In a multi-headed SA block with $M$ heads, input $X$ is first transformed into query, key and value matrices. For $m$ -th head, we compute the attention map $A_{m}\in\mathbb{R}^{T\times T}$ using the scaled dot product of the corresponding query $Q_{m}\in\mathbb{R}^{T\times D_{M}}$ and key $K_{m}\in\mathbb{R}^{T\times D_{M}}$ matrices. It is then multiplied with the value matrix $V_{m}\in\mathbb{R}^{T\times D_{M}}$ to get a global level output representation for the head $O_{gm}\in\mathbb{R}^{T\times D_{M}}$ . We call it a global level representation because it is compute using the attention map that depicts the importance of a frame $i$ with respect to frame $j$ taking into context the entire video. These outputs from different heads heads are then concatenated and a linear transformation is done to get the final output representation $Y^{g}\in\mathbb{R}^{T\times D}$ .

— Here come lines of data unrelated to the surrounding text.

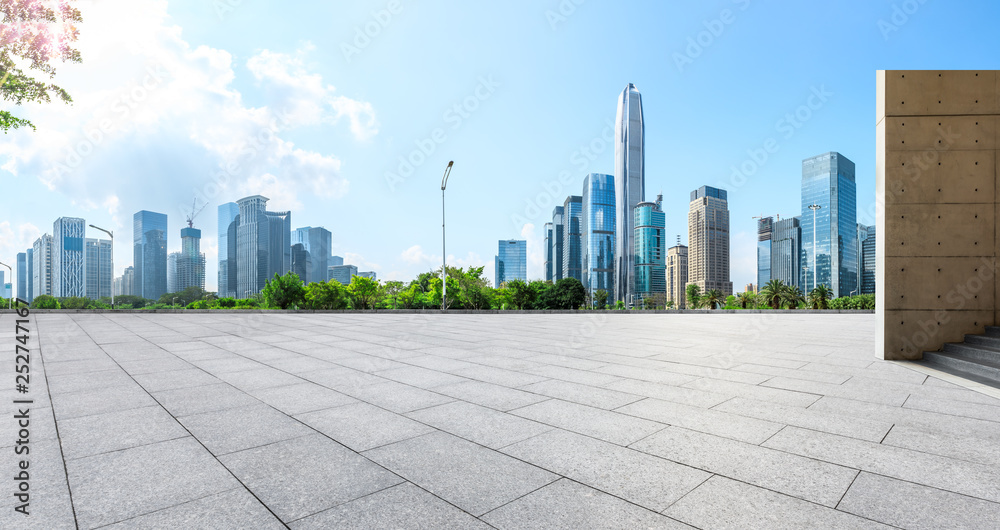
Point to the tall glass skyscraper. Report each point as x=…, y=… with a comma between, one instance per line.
x=573, y=237
x=630, y=185
x=229, y=214
x=511, y=261
x=650, y=249
x=832, y=259
x=99, y=274
x=556, y=244
x=69, y=259
x=598, y=233
x=149, y=238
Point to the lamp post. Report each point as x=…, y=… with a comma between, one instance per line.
x=814, y=207
x=9, y=300
x=444, y=253
x=112, y=236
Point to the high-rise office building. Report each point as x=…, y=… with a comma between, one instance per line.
x=229, y=214
x=41, y=270
x=149, y=239
x=708, y=240
x=630, y=185
x=99, y=273
x=650, y=249
x=786, y=242
x=511, y=261
x=677, y=275
x=765, y=228
x=69, y=259
x=22, y=275
x=316, y=242
x=867, y=280
x=556, y=244
x=263, y=245
x=343, y=273
x=190, y=260
x=598, y=233
x=572, y=238
x=828, y=182
x=548, y=252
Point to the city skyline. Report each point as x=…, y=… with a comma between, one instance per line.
x=341, y=125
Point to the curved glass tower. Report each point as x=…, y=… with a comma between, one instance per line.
x=630, y=187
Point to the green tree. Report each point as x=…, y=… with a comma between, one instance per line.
x=819, y=297
x=284, y=291
x=772, y=293
x=365, y=292
x=693, y=292
x=326, y=295
x=45, y=301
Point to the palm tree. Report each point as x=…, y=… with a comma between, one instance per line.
x=819, y=297
x=772, y=293
x=713, y=299
x=792, y=296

$\displaystyle Q_{m}$	$\displaystyle=$	$\displaystyle XW^{q}_{m},\hskip 2.84526ptK_{m}=XW^{k}_{m},\hskip 2.84526ptV_{m}=XW^{v}_{m}$
$\displaystyle A_{m}$	$\displaystyle=$	$\displaystyle\mbox{softmax}\big{(}\frac{Q_{m}K_{m}^{T}}{\sqrt{d_{m}}}\big{)}$	(1)
$\displaystyle O_{gm}$	$\displaystyle=$	$\displaystyle A_{m}.V_{m}$
$\displaystyle Y^{g}$	$\displaystyle=$	$\displaystyle\mbox{concat}(O_{g1},\ldots,O_{gM}).W^{g}$

where $W^{q}_{m}\in\mathbb{R}^{D\times D_{M}}$ , $W^{k}_{m}\in\mathbb{R}^{D\times D_{M}}$ , $W^{v}_{m}\in\mathbb{R}^{D\times D_{M}}$ and $W^{g}\in\mathbb{R}^{D\times D}$ are learnable matrices. Note that in this formulation, only a global attention map is computed by each head to get the final output representation.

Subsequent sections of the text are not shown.